If you haven't read through the MWI sequence, read it. Then try to talk with your smart friends about it. You will soon learn that your smart friends and favorite SF writers are not remotely close to the rationality standards of Less Wrong, and you will no longer think it anywhere near as plausible that their differing opinion is because they know some incredible secret knowledge you don't. (Eliezer_Yudkowsky August 2010 03:57:30PM)

Comment author: Vladimir_Nesov 05 March 2011 04:41:09PM *  15 points [-]

I think one of the reasons is that the LW/SIAI crowd thinks all other people are below their standards.

"Below their standards" is a bad way to describe this situation, it suggests some kind of presumption of social superiority, while the actual problem is just that the things almost all researchers write presumably on this topic are not helpful. They are either considering a different problem (e.g. practical ways of making real near-future robots not kill wrong people, where it's perfectly reasonable to say that philosophy of consequentialism is useless, since there is no practical way to apply it; or applied ethics, where we ask how humans should act), or contemplate the confusingness of the problem, without making useful progress (a lot of philosophy).

This property doesn't depend on whether we are making progress ourselves, so it's perfectly possible (and to a large extent true) that progress that is up to the standard of being useful is not made by SIAI either.

A point where SIAI makes visible and useful progress is in communicating the difficulty of the problem, the very fact that most of what is purportedly progress on FAI is actually not.

Comment author: lukeprog 06 March 2011 12:30:06AM 2 points [-]

A point where SIAI makes visible and useful progress is in communicating the difficulty of the problem...

This is, in fact, the main goal of my book on the subject. Except, I'll do it in more detail, and spend more time citing the specific examples from the literature that are wrong. Eliezer has done some of this, but there's lots more to do.

Comment author: benelliott 05 March 2011 12:06:27PM 3 points [-]

Your definition of 'LW/SIAI crowd' appears to be 'Eliezer Yudkowsky'.

Comment author: XiXiDu 05 March 2011 12:48:05PM *  -2 points [-]

Your definition of 'LW/SIAI crowd' appears to be 'Eliezer Yudkowsky'.

My current perception is that there are not many independent minds to be found here. I perceive there to be a strong tendency to jump if Yudkowsky tells people to jump. I'm virtually the only true critic of the SIAI, which is really sad and frightening. There are many examples that show how people just 'trust' him or believe into him and I haven't been able to figure out good reasons to do so.

ETA I removed the links to various 'examples' of what I have written above. Please PM me if you are curious.

Comment author: Emile 05 March 2011 09:36:04PM 4 points [-]

My current perception is that there are not many independent minds to be found here. I perceive there to be a strong tendency to jump if Yudkowsky tells people to jump. I'm virtually the only true critic of the SIAI, which is really sad and frightening.
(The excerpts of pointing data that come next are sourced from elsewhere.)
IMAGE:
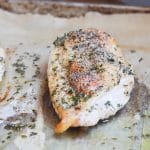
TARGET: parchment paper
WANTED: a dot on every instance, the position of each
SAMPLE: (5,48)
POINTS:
(125,131)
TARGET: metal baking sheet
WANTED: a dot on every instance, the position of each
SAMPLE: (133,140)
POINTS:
(129,129)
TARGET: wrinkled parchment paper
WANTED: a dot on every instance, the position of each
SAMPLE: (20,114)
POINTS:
(35,33)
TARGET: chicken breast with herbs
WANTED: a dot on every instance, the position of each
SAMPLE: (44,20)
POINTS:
(89,79)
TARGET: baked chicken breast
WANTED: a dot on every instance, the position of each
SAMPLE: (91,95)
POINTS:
(88,77)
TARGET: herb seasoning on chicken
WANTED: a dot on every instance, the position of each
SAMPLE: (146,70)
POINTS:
(87,73)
Maybe it's because this "being an independant mind" thing isn't as great as you think it is? Like most people here, I've been raised hearing about the merits of challenging authority, thinking for yourself, questioning everything, not following the herd, etc. But there's a dark side to that, and it's thinking that when you disagree with the experts, you're right and the experts are wrong.

I now think that a lot of those "think for yourself" and "listen to your heart" things are borderline dark-side epistemology, and that by default, the experts are right and I should just shut up until I have some very good reasons to disagree. Any darn fool can decide the experts are victim of groupthink, or don't dare think outside the box, or just want to preserve the status quo. I think changing one's mind when faced with disagreeing expert opinion is a better sign off rationality than "thinking for oneself". I think that many rationalist's self-image as iconoclasts is harmful.
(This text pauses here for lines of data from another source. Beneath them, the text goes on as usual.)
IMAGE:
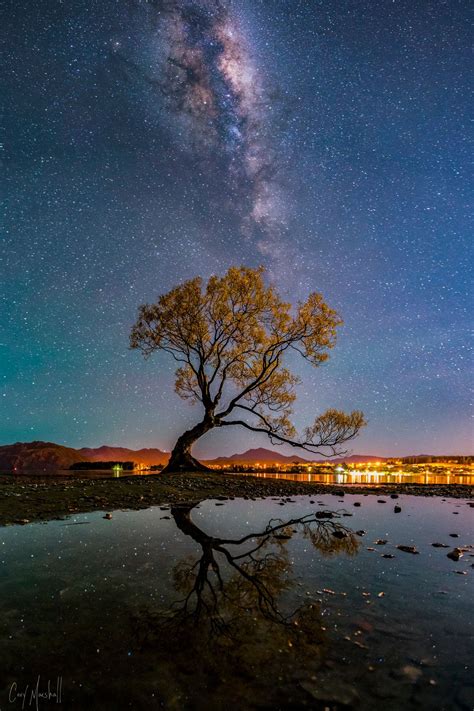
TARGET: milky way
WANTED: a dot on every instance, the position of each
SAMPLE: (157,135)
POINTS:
(201,64)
I'm willing to call myself an "Eliezer Yudkosky fanboy" in a bullet-biting kind of way. I don't see the lack of systematic disagreement as a bad thing, and I don't care about looking like a cult member.

Comment author: XiXiDu 06 March 2011 10:26:03AM 1 point [-]

...by default, the experts are right and I should just shut up until I have some very good reasons to disagree.

Yet you decided to trust Yudkowsky, not the experts.

Any darn fool can decide the experts are victim of groupthink, or don't dare think outside the box, or just want to preserve the status quo.

I don't, that is why I am asking experts, many seem not to share Yudkowsky's worries.

I'm willing to call myself an "Eliezer Yudkosky fanboy" in a bullet-biting kind of way. I don't see the lack of systematic disagreement as a bad thing, and I don't care about looking like a cult member.

I actually got a link to his homepage and the SIAI on my homepage for a few years under 'favorites sites'.

Comment author: benelliott 05 March 2011 01:18:07PM *  4 points [-]

Your karma balance should be enough to prove that you definitely aren't the only critic on LW. Others who also disagree with him about various things have even higher balances.

There are definitely a number of true fanboys on this site, they may even be the majority (although I hope not), but they certainly aren't the whole of the LW crowd, and it is intellectually dishonest to put words in the rest of our mouths just by quoting Eliezer.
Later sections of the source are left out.